Festival de Parintins 2026: Curupira e Pindova’úmi’ga, Lendas Amazônicas que Ganham Vida nas Toadas dos Bois

O Festival Folclórico de Parintins em 2026 se prepara para uma imersão profunda nas raízes místicas e na ancestralidade da Amazônia. As diretorias artísticas dos bois Caprichoso e Garantido apostam em duas narrativas poderosas para as toadas deste ano: a lenda do Curupira, o guardião das matas, e a saga de Pindova’úmi’ga, um xamã e guerreiro do povo Parintintin.

Considerado um dos maiores patrimônios culturais do Brasil, o festival celebra a cultura amazônica e a rivalidade entre os bois-bumbás. Em 2026, a disputa ocorrerá nos dias 26, 27 e 28 de junho, prometendo ir além do espetáculo visual.

As composições deste ano são fruto de densas pesquisas antropológicas e históricas, transformando o folclore em um manifesto de preservação ambiental e exaltação aos povos originários. Conforme informação divulgada pelas fontes, as lendas ganham vida através das toadas, contando histórias que ressoam com a identidade amazônica.

O Guardião da Floresta: A Lenda do Curupira no Boi Caprichoso

A nova toada do Boi Caprichoso tece uma narrativa envolvente, misturando suspense e crítica social ambientada nas profundezas da Floresta Amazônica.

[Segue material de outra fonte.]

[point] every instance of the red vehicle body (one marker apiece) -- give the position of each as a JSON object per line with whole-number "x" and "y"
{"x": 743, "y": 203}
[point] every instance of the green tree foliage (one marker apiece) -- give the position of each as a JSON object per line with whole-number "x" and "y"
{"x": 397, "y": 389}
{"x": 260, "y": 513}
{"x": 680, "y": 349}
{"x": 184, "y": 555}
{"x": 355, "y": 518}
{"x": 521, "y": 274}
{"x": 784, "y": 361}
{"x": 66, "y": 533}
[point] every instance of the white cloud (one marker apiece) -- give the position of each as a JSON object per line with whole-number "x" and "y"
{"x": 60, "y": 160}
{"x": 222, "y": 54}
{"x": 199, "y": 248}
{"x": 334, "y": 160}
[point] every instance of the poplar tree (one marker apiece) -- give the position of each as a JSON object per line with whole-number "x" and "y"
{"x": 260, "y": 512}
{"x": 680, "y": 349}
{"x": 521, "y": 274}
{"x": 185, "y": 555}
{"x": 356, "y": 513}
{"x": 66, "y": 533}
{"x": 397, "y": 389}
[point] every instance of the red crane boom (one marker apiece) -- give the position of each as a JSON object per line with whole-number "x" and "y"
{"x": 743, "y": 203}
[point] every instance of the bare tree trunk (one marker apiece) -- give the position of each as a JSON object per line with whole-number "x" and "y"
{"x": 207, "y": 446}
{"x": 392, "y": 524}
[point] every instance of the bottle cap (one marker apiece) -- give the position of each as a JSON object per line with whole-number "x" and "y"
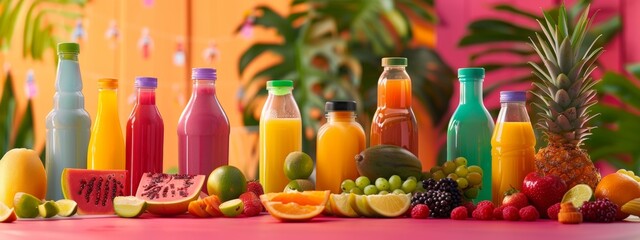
{"x": 339, "y": 106}
{"x": 279, "y": 83}
{"x": 471, "y": 73}
{"x": 513, "y": 96}
{"x": 110, "y": 83}
{"x": 394, "y": 61}
{"x": 204, "y": 74}
{"x": 68, "y": 48}
{"x": 146, "y": 82}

A inspiração é a lenda do Curupira, descrito como um menino de cabelos vermelhos e com os pés virados para trás, o guardião das florestas e dos animais.

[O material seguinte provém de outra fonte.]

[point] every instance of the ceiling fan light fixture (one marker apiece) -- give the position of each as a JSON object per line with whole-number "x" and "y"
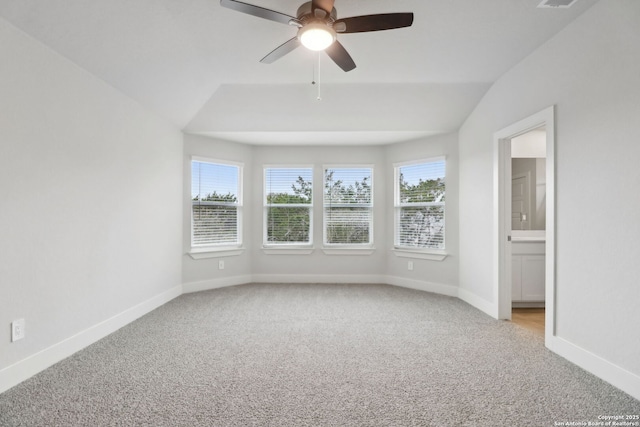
{"x": 316, "y": 36}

Segundo a tradição, os pés invertidos do Curupira servem para confundir caçadores e invasores, deixando rastros que apontam para a direção errada. Ele protege a natureza, punindo aqueles que caçam por esporte, desmatam ilegalmente ou desrespeitam a floresta.

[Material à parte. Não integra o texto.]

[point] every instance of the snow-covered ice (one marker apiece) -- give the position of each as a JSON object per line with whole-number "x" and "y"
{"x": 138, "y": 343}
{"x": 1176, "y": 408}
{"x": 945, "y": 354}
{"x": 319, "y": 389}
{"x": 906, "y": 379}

Embora o imaginário popular muitas vezes reduza o Curupira a uma história para assustar crianças, a antropologia e a história oferecem uma perspectiva mais profunda. A primeira menção escrita à entidade data de 1560, pelo padre jesuíta José de Anchieta, que o descrevia, sob o olhar colonizador, como um “demônio” que aterrorizava os indígenas.

A toada do Caprichoso ecoa versos clássicos do folclore, como o questionamento “De onde vem o assovio?”, referindo-se à tática do Curupira de confundir com sons agudos e imprevisíveis. O refrão “Fogo de Curupira! Bota pra correr!” marca a obra como um grito de resistência.

A composição reimagina o guardião da mata com símbolos da cosmologia indígena. Os pés invertidos, citados no verso “Teus pés em remoinho formarão a assombração”, simbolizam o poder de despistar quem tenta seguir seus rastros. Na segunda parte, a toada se torna um manifesto ecológico, com o trecho “Rasga a mata viva o monstro correntão” denunciando o desmatamento ilegal e o uso de tratores com correntes de aço.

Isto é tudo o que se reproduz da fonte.